Because of the ongoing controversy, there have been some suggestions that gambling firms are willing to back out of the market voluntarily. Despite the way that the industry is viewed in some quarters of the press, the more reputable firms have a history of funding counseling for gambling addiction, and also voluntarily stepping away from areas of controversy if public opinion turns against them. This could be one such example. Earlier in the week, it was revealed that The Betting and Gaming Council, which speaks for 90% of all gambling companies in the United Kingdom, has revealed that there’s an ongoing discussion within the industry to pull sponsorship from shirts once all currently-agreed deals expire.

Before charities and campaign groups could even voice their thoughts on the proposal, though, there was news from one of the senior figures in English football that seemed to directly contradict the statement that the Betting and Gaming Council had put out only hours before. Richard Masters, who replaced Richard Scudamore as the Premier League’s Chief Executive last December, said that the league was ‘not sniffy about gambling sponsors,’ and added that he didn’t see an issue as the league itself doesn’t have an official gambling partner. Shirt sponsorship, according to Masters, is a matter for individual clubs.

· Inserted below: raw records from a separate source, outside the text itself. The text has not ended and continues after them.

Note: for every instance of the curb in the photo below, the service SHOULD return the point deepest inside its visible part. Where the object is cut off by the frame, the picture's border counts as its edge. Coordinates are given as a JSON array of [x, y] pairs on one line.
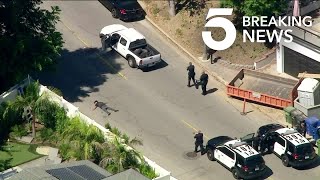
[[194, 59]]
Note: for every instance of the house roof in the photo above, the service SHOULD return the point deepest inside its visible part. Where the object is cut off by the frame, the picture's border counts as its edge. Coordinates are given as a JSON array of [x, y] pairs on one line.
[[78, 170]]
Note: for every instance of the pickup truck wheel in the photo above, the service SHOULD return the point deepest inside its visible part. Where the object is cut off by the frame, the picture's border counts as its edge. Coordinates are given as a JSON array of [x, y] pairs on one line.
[[235, 173], [285, 160], [210, 155], [132, 62], [114, 13]]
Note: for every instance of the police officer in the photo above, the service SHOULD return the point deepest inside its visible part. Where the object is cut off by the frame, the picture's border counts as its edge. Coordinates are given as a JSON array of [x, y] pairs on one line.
[[191, 74], [199, 142], [302, 129], [210, 55], [204, 81]]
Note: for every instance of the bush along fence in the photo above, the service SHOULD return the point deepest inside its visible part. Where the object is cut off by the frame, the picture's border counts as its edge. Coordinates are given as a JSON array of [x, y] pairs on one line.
[[74, 114]]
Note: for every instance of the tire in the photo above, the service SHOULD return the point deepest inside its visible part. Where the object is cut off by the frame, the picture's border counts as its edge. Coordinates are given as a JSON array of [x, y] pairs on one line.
[[210, 155], [132, 62], [114, 13], [285, 160], [235, 173]]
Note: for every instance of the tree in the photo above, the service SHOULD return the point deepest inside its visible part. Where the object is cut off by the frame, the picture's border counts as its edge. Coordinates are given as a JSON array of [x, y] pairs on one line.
[[117, 157], [82, 138], [256, 8], [32, 99], [172, 7], [29, 41]]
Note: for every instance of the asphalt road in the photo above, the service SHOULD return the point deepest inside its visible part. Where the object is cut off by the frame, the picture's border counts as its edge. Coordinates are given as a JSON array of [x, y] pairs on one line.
[[155, 106]]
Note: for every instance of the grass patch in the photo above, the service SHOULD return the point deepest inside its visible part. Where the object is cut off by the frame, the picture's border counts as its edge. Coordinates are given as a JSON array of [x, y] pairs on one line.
[[19, 153]]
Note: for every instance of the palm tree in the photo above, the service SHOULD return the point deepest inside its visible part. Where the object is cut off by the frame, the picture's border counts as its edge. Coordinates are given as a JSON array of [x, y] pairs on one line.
[[117, 157], [29, 99]]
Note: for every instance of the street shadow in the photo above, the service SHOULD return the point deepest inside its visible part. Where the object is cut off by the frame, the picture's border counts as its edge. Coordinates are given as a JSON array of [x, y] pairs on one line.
[[212, 90], [315, 164], [160, 65], [78, 73], [266, 175], [137, 19]]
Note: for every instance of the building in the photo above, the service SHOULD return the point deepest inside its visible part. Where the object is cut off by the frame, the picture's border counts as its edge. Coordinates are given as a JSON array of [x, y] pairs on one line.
[[78, 170], [303, 53]]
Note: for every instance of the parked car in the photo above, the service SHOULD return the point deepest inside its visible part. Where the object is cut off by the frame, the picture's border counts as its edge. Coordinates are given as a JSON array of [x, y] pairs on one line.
[[237, 156], [124, 9], [286, 143], [130, 44]]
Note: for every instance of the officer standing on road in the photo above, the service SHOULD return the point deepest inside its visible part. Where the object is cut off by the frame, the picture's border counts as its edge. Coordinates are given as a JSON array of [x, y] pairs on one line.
[[105, 42], [103, 107], [191, 74], [199, 142], [210, 55], [204, 81], [302, 129]]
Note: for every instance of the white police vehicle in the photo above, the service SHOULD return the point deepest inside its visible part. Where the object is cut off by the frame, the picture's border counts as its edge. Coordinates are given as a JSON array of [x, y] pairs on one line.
[[237, 156], [286, 143]]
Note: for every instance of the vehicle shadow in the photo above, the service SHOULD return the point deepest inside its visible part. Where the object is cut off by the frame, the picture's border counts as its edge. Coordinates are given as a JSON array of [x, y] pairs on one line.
[[79, 72], [266, 175], [212, 90], [161, 65], [311, 166]]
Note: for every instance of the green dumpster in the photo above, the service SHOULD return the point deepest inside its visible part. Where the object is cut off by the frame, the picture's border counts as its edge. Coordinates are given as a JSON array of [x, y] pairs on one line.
[[287, 112]]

There’s also the question of who will plug the gap if the gambling companies do walk away. Although Premier League clubs earn many millions of pounds each season, the majority of them spend almost everything they earn in the battle to either stay in the division or compete at its higher echelons. A sudden and sharp drop in income become of the loss of major sponsorship partners would likely be all that it takes to put at least some clubs in the top two divisions of football in serious financial difficulty. John Coates, who owns both Bet365 and Stoke City, says that the club couldn’t survive without the money that Bet365 pays to it for sponsorship purposes and that there were no other sponsors available willing to pay anything like the amount that Bet365 does for the advertising space. Although his position is unique due to his connection to both entities, it would be reasonable to suspect that many clubs are in a similar position.

This isn’t an issue that will be resolved immediately. Many of the current shirt sponsorship partners of the Premier League’s clubs have contracts that run for two or more years to come, and there’s no appetite to implement rules that would jeopardize or make illegal any of those arrangements. There’s also the far-from-trivial matter that no laws have been broken, and so the matter is one of perceived morality rather than legality. Gambling sponsors on football shirts will stick around for now, but five seasons from now? Don’t bet on it.